Foreword by Ivan Klima
Czech writer Vitezslav Nezval (1900-58) was one of the leading Surrealist poets of the 20th century. Prague with Fingers of Rain is his classic 1936 collection in which Prague’s many-sided life – its glamorous history, various weathers, different kinds of people – becomes symbolic of what is contradictory and paradoxical in life itself. Mixing real and surreal, Nezval evokes life’s contradictoriness in a series of psalm-like poems of puzzled love and generous humanity.
Nezval was perhaps the most prolific writer in Prague during the 1920s and 30s. An original member of the avant-garde group of artists Devetsil (Butterbur, literally: Nine Forces), he was a founding figure of the Poetist movement. His numerous books included poetry collections, experimental plays and novels, memoirs, essays and translations. His best work is from the interwar period. Along with Karel Teige, Jindrich Štyrský, and Toyen, Nezval frequently travelled to Paris, engaging with the French surrealists. Forging a friendship with André Breton and Paul Éluard, he was instrumental in founding The Surrealist Group of Czechoslovakia in 1934 (the first such group outside of France), serving as editor of the group’s journal Surrealismus.
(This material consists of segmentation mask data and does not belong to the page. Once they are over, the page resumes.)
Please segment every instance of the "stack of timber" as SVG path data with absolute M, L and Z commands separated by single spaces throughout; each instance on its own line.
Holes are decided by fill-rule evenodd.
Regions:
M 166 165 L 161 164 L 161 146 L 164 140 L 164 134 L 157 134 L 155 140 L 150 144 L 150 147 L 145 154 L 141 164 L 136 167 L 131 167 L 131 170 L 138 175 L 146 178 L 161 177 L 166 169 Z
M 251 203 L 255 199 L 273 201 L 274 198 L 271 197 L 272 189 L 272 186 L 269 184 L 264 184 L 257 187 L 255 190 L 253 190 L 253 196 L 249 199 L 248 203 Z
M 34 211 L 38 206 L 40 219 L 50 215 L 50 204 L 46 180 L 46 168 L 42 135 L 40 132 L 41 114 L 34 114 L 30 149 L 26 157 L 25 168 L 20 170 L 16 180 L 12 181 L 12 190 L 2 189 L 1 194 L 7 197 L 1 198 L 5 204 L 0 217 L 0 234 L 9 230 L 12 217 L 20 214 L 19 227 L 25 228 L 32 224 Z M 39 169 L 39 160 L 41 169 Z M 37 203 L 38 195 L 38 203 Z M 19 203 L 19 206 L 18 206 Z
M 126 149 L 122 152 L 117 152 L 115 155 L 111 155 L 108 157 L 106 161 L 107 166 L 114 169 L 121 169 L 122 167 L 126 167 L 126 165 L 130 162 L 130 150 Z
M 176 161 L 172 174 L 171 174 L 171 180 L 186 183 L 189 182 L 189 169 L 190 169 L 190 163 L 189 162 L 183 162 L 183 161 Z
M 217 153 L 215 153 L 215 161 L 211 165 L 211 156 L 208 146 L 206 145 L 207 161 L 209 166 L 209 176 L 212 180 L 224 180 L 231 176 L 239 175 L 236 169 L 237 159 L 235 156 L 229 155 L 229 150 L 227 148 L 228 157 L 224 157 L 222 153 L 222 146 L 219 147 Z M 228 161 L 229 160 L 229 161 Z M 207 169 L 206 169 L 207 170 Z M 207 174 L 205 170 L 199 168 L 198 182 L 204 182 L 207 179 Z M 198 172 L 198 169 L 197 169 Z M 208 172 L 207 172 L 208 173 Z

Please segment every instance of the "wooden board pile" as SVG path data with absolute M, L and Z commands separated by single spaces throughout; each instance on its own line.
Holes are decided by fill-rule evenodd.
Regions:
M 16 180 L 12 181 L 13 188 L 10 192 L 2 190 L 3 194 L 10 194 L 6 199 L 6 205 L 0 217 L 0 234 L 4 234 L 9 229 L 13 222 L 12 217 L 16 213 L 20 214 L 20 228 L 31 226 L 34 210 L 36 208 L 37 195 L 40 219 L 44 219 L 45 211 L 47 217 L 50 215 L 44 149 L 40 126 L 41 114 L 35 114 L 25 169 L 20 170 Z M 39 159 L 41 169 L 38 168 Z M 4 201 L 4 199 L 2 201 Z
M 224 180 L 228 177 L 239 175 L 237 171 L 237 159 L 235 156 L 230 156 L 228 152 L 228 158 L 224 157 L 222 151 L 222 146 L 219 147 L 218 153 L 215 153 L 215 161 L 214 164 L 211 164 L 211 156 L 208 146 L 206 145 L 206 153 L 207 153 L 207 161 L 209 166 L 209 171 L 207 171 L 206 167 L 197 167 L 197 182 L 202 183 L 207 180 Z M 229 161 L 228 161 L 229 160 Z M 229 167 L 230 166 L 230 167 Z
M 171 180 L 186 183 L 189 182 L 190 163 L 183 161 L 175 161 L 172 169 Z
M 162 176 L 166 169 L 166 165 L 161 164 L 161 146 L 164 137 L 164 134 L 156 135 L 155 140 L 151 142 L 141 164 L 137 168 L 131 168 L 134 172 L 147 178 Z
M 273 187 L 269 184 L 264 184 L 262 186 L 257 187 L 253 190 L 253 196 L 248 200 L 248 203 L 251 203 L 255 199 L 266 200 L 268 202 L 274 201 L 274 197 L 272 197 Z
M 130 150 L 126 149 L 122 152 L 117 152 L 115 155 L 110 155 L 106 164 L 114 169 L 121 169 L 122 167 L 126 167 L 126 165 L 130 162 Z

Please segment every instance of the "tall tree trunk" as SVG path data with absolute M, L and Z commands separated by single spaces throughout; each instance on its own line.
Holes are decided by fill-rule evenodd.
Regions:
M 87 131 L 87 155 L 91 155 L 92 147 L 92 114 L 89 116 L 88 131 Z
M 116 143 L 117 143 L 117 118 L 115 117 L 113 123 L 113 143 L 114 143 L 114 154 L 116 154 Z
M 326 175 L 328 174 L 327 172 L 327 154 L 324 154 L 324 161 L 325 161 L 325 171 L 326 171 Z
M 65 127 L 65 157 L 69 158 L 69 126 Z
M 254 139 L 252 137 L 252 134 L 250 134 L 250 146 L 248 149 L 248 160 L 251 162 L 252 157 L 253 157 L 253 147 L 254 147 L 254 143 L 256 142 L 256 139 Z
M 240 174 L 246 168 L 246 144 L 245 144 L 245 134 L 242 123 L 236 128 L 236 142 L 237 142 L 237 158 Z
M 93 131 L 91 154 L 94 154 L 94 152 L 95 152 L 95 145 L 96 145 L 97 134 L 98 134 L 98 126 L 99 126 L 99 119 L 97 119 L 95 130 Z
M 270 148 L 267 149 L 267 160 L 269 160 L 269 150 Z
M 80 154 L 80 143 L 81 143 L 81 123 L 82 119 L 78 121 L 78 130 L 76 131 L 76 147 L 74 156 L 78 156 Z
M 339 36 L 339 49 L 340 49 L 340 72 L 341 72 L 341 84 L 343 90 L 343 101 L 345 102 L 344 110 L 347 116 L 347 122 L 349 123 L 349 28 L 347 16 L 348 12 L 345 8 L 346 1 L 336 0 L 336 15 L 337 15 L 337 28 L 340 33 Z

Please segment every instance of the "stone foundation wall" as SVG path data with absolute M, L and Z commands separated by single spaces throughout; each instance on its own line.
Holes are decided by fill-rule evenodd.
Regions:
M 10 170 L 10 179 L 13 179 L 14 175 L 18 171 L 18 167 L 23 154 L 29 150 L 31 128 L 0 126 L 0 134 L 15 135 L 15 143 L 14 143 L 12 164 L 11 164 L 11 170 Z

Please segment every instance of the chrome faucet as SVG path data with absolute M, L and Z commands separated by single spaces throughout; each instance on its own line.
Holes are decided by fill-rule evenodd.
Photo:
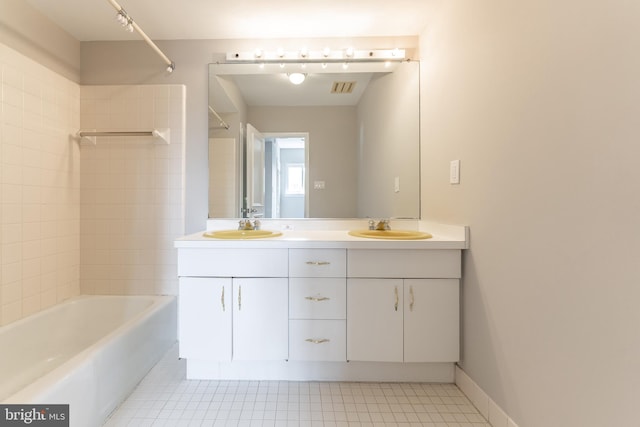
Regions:
M 250 219 L 242 219 L 238 222 L 238 230 L 260 230 L 260 220 L 254 219 L 251 222 Z
M 376 224 L 376 222 L 374 220 L 370 219 L 369 220 L 369 230 L 391 230 L 391 227 L 389 226 L 389 220 L 388 219 L 381 219 Z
His mastery of language and prosody was unparalleled – contemporaries referred to it as wizardry. Alongside with surrealist poetry he wrote poems that sounded like genuine folksongs and for some time he teased the Czech literary public by the anonymous publication of three books attributed to a fictitious Robert David – one of 52 Villonesque ballades, another of 100 sonnets, all in strict classical form. His identity was guessed by the critics only because ‘no one else would be able to do that’.